RESEARCH
Treating Limit Order Books as a “Language”

LLMs are prediction machines. They excel by forecasting the next token, typically, thought of as the next word.
But you can train the same transformer architecture on the weather, genes and financial transactions if you have a large enough dataset.
And there’s growing research that just as transformer-based models excel at language, they can excel in other domains.
You just need a lot of computing power and terabytes of data. And financial markets are brimming with these data streams.
I recently spoke with Juho Kanniainen, a professor at Tampere University’s Data Science Research Centre, on how he and his colleagues trained a transformer-based model on limit order book messages with superior predictive results.
We talked about his new pre-print, “LOBERT: Generative AI Foundation Model for Limit Order Book Messages,” co-authored with Eljas Linna, Kestutis Baltakys, and Alexandros Iosifidis and presented at QuantMinds and the NeurIPS Workshop on Generative AI in Finance. Here’s what they did:
Building a Market Foundation Model
Dataset and Timeframe: The researchers used 470 million messages from the Nasdaq ITCH feed covering four major stocks (AAPL, INTC, MSFT, and FB). The data spanned from May 11, 2015, to September 30, 2015, and was divided into roughly 919,000 sequences for training and testing. The final version of the paper will be published with a more extensive set of securities and more recent data.
Architecture Design: They adapted the BERT architecture to handle Limit Order Book (LOB) data by creating a "one-token-per-message" scheme. This allowed the model to process a unified representation of discrete trade types (like "new order" or "execution") alongside continuous values for price, volume, and time.
Pre-training Technique: The model underwent Masked Message Modeling (MMM), where it learned the "language" of the market by predicting missing pieces of a message sequence before being fine-tuned for specific tasks like price forecasting.
The fine-tuned, task-specific predictors run efficiently over long horizons and eliminate the need for iterative generation, thereby meeting strict latency constraints.
Results: Improved Forecasting Accuracy and Efficiency
27.8% Accuracy: The paper’s main objective is not to generate predictions directly with the pre-trained MMM, but to learn the grammar of market microstructure and then use this model to fine-tune prediction heads for downstream tasks. As a side product, one-step message prediction accuracy was substantially improved: In predicting the next full market message, LOBERT (when combined with a book snapshot) achieved 27.8% accuracy, compared to just 6.1% for previous leading models. This represents a massive leap in the model's ability to understand the complex sequence of market events.
20x Fewer Tokens: By consolidating entire messages into single tokens, LOBERT processes approximately 20 times fewer tokens per sequence than previous methods. This makes the model significantly more efficient at handling the vast context of historical data needed for financial forecasting.
>82% Selective Performance: LOBERT demonstrates strong calibration when filtering for confidence. When the confidence threshold is raised > 0.9, the F1 score increases from 0.51-0.55 to 0.82-0.88.
Outperformance: The model clearly outperforms the DeepLOB baseline in mid-price prediction, particularly in high-confidence scenarios. For example, for a 10-step horizon, the average F1 score increases from 0.48 to 0.82 when using a 90% confidence threshold.

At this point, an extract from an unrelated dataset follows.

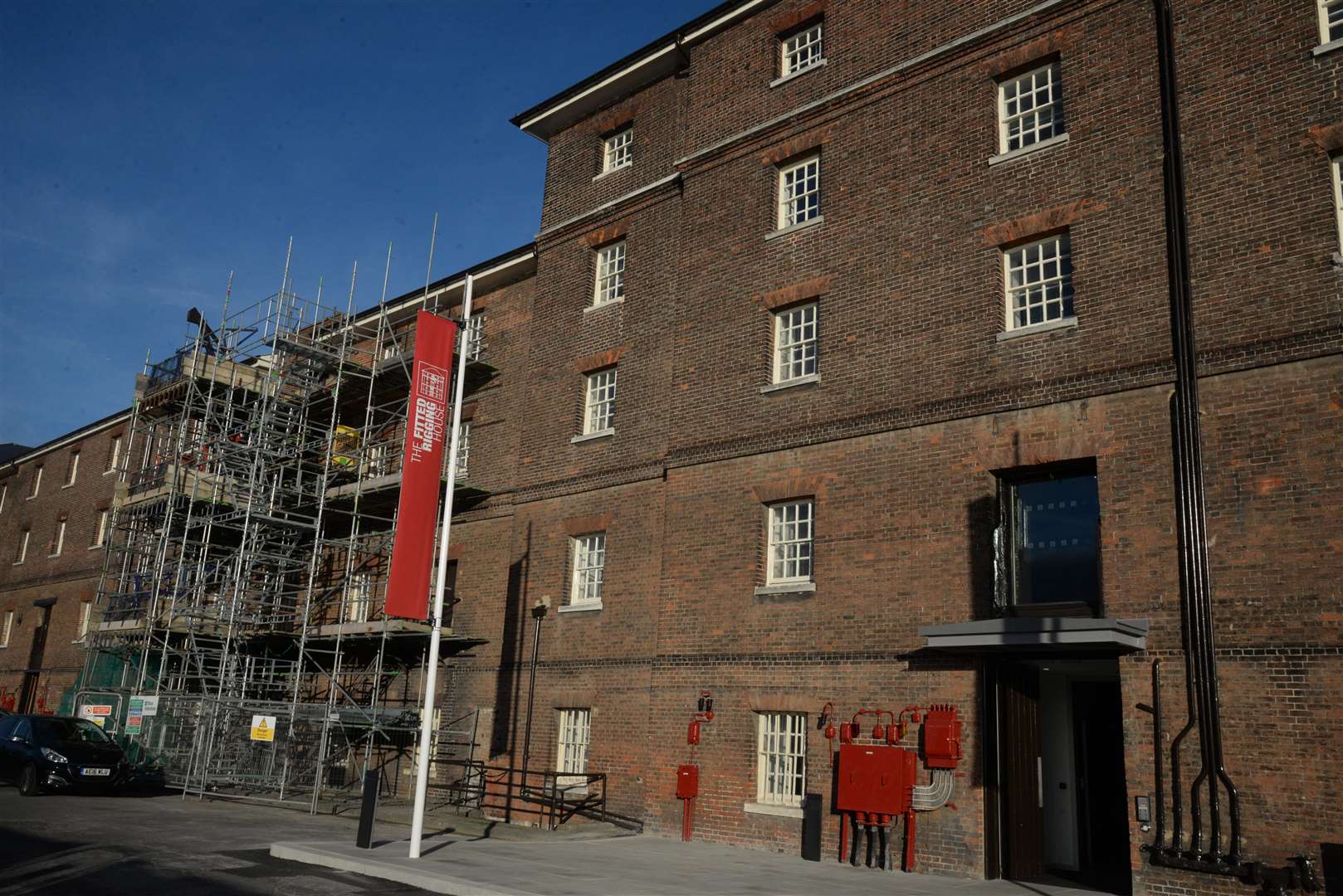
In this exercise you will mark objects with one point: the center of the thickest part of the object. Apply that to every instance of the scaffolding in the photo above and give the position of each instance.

What follows is a conversation about the potential future of “foundation models for markets.”
This interview has been edited for clarity and length.
Matt Robinson: Could you explain the core idea behind using these models for market data and how you address the question of market efficiency?
Juho Kanniainen: The models themselves don't really care if the sequences are about words or limit order book messages, as long as there are patterns. When it comes to limit order book messages and the whole stream of data, patterns emerge because trading and market making algorithms react to past events, continuously creating chains of reactions. This is why (illegal) spoofing exists in markets, where manipulators induce desired reactions using orders that are never intended to be executed. The key point is that certain patterns emerge in the limit order book, whether unintentionally or intentionally created, enabling short term prediction with ML models that are capable of capturing them.
Matt Robinson: How did you design the model architecture to capture these patterns?
Juho Kanniainen: We trained a general-purpose encoder-only model to learn the grammar of microstructure market data. On top of that, we can fine-tune the model for specific downstream tasks. In our paper, we focused on mid-price prediction, which is very relevant for market making. You can place your bid and ask orders in relation to the predicted mid-price rather than the current one, allowing you to manage your inventory better. We could also predict things like whether the bid and ask prices will cross within a given time horizon or if the spread will increase.
Matt Robinson: When did you first get started with this research?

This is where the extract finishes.